SCOTLAND, August 29, 2010: The warnings regularly given by all manner of experts had been ignored for decades. Because Pakistan’s irresponsible timber harvesting stripped the country’s forests at a faster rate than anywhere else in Asia, floods came. They are not acts of God, but man-made catastrophes.

As August began – that heavier than usual, but not unprecedented, monsoon rains fell on the largely forest-denuded northwest Himalayan, Karakoram and Hindu Kush mountains and foothills, swelling the mighty 2000 mile-long Indus river, originating in Tibet, and others such as the Jhelum, Swat, Chenab, Ravi, Beas, Sutlej and their many tributaries. What then happened, as Pakistani journalists and environmental campaigners have reported, was truly terrifying.

Trees felled by so-called illegal loggers – an infamous “timber mafia” that has representatives in the Pakistan Parliament in Islamabad and connections right to the top of government and the military – are stacked in the innumerable nullahs [steep narrow valleys], gorges and ravines leading into the main rivers. From there they are fed into the legal trade, earning the mafia billions of dollars yearly.

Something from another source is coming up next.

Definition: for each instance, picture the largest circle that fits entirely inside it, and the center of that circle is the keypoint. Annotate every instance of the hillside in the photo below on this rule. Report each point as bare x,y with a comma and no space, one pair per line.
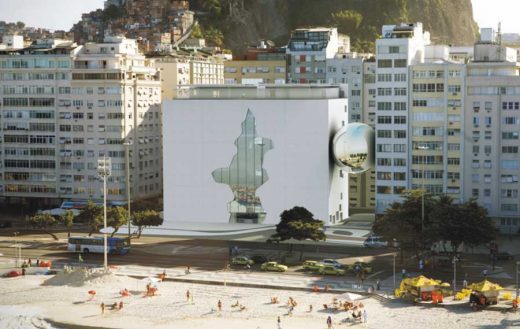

It is not only the mountain forests that have been devastated. When Pakistan became independent from Britain and separated from India in 1947, thick riverine forests lined the Indus on its thousand mile journey across the plains. “These forests used to absorb the ferocity of the floodwaters,” said Tahir Qureshi, a Pakistan-based forestry expert for the International Union for the Conservation of Nature.